Title:The Landscape of Constant-Cost Randomized Communication Problems
Speaker: Nathaniel Harms (EPFL)
Invited by: Bruno Loff (LASIGE, DM/FCUL)
When: Wednesday, November 6, 10:00 – 12h30
Where: FCUL, C6.2.33
Abstract: Some of the most extreme examples of the power of randomness in computation come from communication complexity, where non-trivial problems can be solved with constant randomized communication cost (independent of the input size), while the deterministic cost is as large as possible. We wish to understand these examples where randomness is extremely effective.
Intuitively, constant cost seems quite restrictive, so one may expect there to be a simple characterization of this class of problems. Is there, say, a “complete” problem for this class? In this talk we will see that there is no complete problem for this class, and that the k-Hamming Distance problems are not a “complete hierarchy” for this class.
Joint work with Yuting Fang, Mika Goos, Lianna Hambardzumyan, and Pooya Hatami.

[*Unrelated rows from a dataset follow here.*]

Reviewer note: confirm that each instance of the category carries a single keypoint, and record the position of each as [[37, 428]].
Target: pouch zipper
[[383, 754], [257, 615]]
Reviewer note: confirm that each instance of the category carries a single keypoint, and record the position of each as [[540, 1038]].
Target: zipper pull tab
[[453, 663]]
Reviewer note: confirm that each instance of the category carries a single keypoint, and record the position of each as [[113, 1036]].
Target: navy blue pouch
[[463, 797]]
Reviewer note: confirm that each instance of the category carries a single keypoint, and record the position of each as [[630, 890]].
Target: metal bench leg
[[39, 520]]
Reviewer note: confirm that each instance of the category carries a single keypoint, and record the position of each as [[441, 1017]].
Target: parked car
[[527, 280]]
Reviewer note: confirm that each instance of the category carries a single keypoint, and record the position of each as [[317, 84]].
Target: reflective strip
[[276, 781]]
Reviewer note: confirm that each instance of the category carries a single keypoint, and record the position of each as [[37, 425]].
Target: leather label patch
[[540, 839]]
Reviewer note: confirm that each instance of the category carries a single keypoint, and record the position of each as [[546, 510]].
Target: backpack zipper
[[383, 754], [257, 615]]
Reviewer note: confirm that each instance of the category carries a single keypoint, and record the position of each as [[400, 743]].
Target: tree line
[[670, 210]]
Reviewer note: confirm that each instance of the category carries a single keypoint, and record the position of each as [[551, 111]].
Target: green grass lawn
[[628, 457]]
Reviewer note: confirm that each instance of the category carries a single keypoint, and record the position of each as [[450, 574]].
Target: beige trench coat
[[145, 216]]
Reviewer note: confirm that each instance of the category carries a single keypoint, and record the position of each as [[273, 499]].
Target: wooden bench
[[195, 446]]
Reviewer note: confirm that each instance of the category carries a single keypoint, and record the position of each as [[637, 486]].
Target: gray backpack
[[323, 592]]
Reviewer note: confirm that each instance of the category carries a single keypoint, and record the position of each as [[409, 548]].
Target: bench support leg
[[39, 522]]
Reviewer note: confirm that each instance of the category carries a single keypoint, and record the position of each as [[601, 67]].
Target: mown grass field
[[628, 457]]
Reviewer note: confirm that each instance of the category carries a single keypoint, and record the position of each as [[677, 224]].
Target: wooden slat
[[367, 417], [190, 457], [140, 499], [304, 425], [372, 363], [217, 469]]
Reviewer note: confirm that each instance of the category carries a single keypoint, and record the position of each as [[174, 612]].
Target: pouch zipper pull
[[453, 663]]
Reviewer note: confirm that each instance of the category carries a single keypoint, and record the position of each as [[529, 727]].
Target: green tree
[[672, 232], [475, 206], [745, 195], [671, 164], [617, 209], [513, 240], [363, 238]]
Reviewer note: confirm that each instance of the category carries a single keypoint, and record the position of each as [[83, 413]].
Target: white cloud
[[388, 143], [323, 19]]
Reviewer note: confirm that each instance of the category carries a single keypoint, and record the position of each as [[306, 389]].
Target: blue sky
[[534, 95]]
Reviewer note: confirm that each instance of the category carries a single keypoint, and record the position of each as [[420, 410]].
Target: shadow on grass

Bio: Nathan Harms is a postdoc at EPFL hosted by Mika Goos, and received his PhD from the University of Waterloo advised by Eric Blais. He is interested in fundamental questions about randomized algorithms, including property testing and communication complexity, and he likes to draw pictures.
This presentation is supported by the project HOFGA, Grant agreement ID: 101041696, funded by European Reserach Council’s Horizon Europe programme.